Land Ownership Land Rights Private Property
|January 7, 2003||Posted by Staff under Archive, Progress Report, The Progress Report|
You cannot rightfully own land
by Stephen Bint
The choice to have private land ownership over public land ownership, represents a significant cost to the community. Public ownership would lower rents and free up land to entrepreneurs. It would also provide everyone with a regular income in compensation their loss of common land, which is an ever-present cost to all individuals.
Q. What is wrong with private land ownership?
A. Land ownership is an abusive tradition waiting to be abolished, like slavery once was.
Common land is like a public library. Everyone is free to use it without charge.
A landowner is like someone standing at the entrance to a library demanding money from the people who want to go in. The man neither built the library nor did anything to earn any money from the people who use it. He only thinks he owns the public library. He has not served us in any way; how can we owe him a library?

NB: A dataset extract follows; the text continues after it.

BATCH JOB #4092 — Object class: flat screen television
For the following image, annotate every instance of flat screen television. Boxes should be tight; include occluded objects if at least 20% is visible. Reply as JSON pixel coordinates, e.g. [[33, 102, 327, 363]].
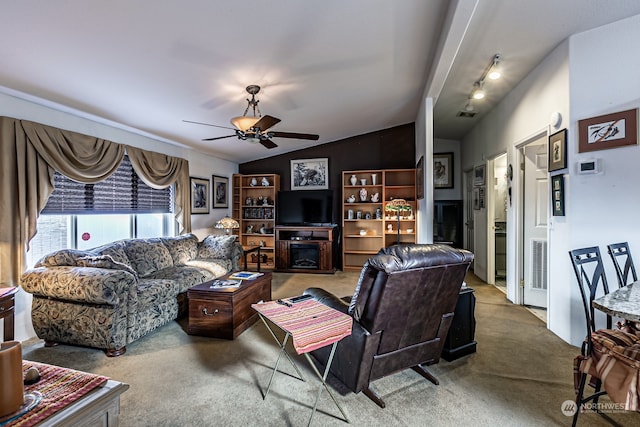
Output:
[[276, 190, 335, 225]]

What would a man at the entrance to a library have to do, to obtain the right to stop us using it, under our existing laws?
1. He could baggsy it.
(The man at the entrance decides he owns the library because he was the first to declare himself the owner.)
2. He could mix his labour with it.
(The man is a roofer, who has mixed his labour with the library by fixing the roof. He claims ownership of the whole library as his rightful payment.)
3. He could occupy it for a long time. (The man at the door is a tramp who has been using the library for a snooze every day for twenty years.)
4. He could buy it from someone who used method 1., 2. or 3. (The man, tired of standing by the library entrance demanding money and being laughed at, sells the library to a passing pigeon for five hundred bucks. The pigeon takes up his position at the entrance. “But I paid good money for it,” cries the pigeon, when people laugh.)
Obviously none of these methods can make you the rightful owner of common property such as a library, or common land. The rest of us would be mad to pay such self-proclaimed “owners” for the right to enter a public place which is not anyone’s private property for any valid reason.
Normally the original owner of a thing is the person who made it. Yet no one became a landowner by making land. The original claimants of our common land declared themselves the owners in the same laughable way as the man outside the library. They got away with it by killing everyone who argued.
Q. Did land ownership ever make sense?
A. It nearly did, once. Landowners used to organise our defence. It used to be a protection racket, in other words. Over the last hundred years we became our own protectors, paying for our own police and army. Now landowners do not protect us, they have no economic purpose and we get nothing in return for the rent we pay them. So it used to make some sense but now it makes no sense whatsoever.
Q. What difference would it make if we nationalised land?
A. All land would be leased out and the money shared equally among all citizens in the nationalised territory, or all rent could be used to pay for the government so income tax can be abolished (which many advocate on the grounds that it would cause an economic miracle).
Q. Is revolution necessary?
A. No. Let me reassure you that we can rule out revolution as a method. By nationalising land gradually over fifty or a hundred years we can avoid upsetting landowners too much. If we get impatient to nationalise land before the hundred years is up we can buy some land and play with that.
Q. How do we prevent mass migration to nationalised territories?
A. By convincing people in as many other countries as possible, to nationalise their land at the same time as we do or before we do.
Q. What would be our ultimate objective?
A. Our ultimate objective would be, to share all the rent from all natural resources equally amongst all human beings, internationally. Yet we are not in such a hurry as to need to force the pace of change and cause conflict.
The important first step is to establish that land ownership is as surely a crime as slavery was and that the end of land ownership is as morally necessary as the abolition of slavery was. Then we can begin the long discussion of how we are going to bring about the changes.